In January 2014, the Canadian Patient Safety Institute (CPSI), in conjunction with key healthcare stakeholders, formed the National Patient Safety Consortium to create an Integrated Patient Safety Action Plan. The action plan identified four priority areas: safe surgical care, medication safety, home care safety, and infection prevention and control.
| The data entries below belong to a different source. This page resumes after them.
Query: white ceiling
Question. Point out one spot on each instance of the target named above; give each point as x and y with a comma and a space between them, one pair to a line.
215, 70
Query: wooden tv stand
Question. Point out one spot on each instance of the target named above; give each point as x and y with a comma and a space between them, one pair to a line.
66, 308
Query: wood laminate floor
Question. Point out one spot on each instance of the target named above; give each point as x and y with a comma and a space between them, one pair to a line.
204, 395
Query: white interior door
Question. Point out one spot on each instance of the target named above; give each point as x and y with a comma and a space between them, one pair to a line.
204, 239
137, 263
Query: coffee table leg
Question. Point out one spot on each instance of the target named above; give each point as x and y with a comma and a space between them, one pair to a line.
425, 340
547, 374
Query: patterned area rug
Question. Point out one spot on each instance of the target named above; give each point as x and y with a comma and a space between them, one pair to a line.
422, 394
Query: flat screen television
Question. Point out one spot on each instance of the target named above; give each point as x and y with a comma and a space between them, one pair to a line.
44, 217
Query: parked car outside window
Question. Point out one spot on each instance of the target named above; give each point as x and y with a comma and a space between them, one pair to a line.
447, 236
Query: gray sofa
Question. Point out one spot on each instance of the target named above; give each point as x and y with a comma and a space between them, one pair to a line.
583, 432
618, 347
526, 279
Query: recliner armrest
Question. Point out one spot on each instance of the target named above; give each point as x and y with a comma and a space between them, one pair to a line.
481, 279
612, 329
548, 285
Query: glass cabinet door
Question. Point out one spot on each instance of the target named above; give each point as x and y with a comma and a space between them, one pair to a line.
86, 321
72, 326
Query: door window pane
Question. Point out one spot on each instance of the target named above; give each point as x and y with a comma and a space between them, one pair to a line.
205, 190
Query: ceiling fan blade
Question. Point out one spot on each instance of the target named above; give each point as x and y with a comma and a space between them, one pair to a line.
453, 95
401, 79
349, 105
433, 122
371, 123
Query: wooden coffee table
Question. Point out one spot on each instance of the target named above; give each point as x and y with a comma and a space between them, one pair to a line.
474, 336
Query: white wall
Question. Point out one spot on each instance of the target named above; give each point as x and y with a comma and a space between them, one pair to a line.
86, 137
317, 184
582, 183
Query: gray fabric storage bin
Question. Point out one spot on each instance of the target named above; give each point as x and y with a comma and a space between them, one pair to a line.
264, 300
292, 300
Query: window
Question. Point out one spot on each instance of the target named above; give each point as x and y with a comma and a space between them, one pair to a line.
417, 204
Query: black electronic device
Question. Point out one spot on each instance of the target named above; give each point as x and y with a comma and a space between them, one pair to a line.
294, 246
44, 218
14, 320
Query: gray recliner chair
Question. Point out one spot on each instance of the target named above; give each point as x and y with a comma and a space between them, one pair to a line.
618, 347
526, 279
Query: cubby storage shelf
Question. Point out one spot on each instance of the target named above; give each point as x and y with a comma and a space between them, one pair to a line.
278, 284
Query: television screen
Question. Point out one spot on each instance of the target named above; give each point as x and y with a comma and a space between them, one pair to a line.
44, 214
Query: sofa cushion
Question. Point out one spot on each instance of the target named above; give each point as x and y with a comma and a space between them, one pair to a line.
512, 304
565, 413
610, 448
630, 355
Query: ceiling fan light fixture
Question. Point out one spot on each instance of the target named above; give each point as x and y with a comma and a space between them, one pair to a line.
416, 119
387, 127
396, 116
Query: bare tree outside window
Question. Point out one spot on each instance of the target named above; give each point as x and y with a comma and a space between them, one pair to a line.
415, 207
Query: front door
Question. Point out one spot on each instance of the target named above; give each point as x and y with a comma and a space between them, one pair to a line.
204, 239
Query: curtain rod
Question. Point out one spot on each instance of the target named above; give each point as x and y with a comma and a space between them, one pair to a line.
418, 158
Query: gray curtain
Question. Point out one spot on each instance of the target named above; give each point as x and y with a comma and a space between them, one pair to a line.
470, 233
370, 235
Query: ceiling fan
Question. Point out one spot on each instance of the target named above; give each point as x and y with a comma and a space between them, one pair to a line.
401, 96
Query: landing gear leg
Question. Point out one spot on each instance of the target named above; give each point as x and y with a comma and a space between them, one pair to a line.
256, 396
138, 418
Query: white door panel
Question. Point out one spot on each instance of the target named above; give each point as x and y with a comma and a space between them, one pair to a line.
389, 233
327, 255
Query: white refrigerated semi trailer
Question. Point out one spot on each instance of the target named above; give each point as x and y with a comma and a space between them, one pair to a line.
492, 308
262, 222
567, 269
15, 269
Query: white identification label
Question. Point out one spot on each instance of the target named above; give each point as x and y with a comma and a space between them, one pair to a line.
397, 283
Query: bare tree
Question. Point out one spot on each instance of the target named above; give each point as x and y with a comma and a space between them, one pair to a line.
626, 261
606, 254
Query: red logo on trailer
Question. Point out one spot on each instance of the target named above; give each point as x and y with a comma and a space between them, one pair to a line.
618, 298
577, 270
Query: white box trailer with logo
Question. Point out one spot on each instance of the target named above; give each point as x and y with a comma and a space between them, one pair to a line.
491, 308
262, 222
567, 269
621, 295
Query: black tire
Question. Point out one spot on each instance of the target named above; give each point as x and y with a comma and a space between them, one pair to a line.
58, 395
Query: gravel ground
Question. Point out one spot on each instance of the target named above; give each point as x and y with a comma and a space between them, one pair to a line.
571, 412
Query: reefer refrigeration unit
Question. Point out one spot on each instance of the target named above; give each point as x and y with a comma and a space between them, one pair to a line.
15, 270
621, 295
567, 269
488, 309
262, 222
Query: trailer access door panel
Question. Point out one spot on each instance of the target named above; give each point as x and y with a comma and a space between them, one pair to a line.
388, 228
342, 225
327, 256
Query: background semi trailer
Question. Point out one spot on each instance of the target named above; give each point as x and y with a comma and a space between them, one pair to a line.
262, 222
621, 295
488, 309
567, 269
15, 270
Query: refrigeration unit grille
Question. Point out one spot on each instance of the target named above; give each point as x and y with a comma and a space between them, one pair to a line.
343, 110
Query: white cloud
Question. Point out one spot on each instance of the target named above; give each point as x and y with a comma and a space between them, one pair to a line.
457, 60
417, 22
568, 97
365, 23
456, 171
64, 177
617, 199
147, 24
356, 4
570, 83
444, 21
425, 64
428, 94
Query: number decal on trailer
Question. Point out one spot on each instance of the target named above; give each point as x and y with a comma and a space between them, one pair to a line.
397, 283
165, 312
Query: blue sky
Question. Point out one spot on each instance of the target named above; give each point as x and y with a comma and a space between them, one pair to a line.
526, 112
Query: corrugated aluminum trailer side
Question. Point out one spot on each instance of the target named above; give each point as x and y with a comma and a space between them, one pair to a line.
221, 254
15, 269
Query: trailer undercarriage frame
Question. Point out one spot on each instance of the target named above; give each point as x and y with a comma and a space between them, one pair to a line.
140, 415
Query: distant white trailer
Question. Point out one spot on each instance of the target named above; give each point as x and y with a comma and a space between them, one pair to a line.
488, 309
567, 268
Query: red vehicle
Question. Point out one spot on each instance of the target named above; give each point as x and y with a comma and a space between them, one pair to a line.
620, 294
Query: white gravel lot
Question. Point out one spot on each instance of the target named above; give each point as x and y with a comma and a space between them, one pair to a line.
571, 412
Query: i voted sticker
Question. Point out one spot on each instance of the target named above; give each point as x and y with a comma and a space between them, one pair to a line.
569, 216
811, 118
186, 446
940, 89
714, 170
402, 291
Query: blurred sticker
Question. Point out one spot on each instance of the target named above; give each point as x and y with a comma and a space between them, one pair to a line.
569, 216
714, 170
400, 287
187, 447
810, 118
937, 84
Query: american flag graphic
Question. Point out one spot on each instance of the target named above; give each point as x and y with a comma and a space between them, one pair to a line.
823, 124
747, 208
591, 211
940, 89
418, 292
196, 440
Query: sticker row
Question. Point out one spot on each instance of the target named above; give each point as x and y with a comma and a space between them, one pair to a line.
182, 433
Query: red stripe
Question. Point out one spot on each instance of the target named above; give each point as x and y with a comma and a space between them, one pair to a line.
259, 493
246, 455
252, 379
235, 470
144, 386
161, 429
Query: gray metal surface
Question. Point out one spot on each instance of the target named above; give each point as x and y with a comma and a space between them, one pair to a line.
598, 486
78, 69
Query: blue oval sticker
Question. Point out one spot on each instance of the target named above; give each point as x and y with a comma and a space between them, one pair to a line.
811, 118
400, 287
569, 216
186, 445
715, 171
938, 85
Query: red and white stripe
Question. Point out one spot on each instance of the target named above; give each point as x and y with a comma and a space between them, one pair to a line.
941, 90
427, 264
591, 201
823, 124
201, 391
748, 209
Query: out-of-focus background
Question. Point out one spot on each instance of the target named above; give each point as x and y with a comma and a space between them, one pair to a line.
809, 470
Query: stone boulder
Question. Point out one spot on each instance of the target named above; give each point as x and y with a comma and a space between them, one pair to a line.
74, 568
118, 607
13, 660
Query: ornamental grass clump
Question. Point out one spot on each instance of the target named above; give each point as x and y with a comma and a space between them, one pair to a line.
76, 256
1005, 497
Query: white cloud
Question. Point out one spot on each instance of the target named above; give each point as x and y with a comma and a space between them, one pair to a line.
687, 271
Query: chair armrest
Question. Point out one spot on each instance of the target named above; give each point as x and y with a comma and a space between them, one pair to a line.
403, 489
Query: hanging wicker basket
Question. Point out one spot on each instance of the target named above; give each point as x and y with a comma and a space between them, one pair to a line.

A strategy to advance a National Infection Prevention and Control (IPAC) action plan was the focus of a November, 2014 IPAC Summit, co-hosted by the Canadian Patient Safety Institute (CPSI) and the Public Health Agency of Canada (PHAC). A major theme arising from the summit was culture and behaviour change. This theme stemmed from summit participants' acknowledgement that healthcare providers often "know" what to do, but, for whatever reason, they don't do what they are supposed to do. To achieve action within this theme, participants voiced the need to move away from traditional approaches of education and knowledge translation and focus more on behavioural change. As such, the action plan identified the goal of improving IPAC through a national campaign, focusing on raising awareness and promoting behaviour change. The first step towards achieving this goal was to conduct an environmental scan of infection prevention and control behaviour change campaigns (IPAC Action Plan, 2015).
The purpose of the Environmental Scan of Infection Prevention and Control Behaviour Change Campaigns is to examine the complexities of changing healthcare workers' behaviour and to better understand how the use theories, models and strategies can be used to bring about behavioural change.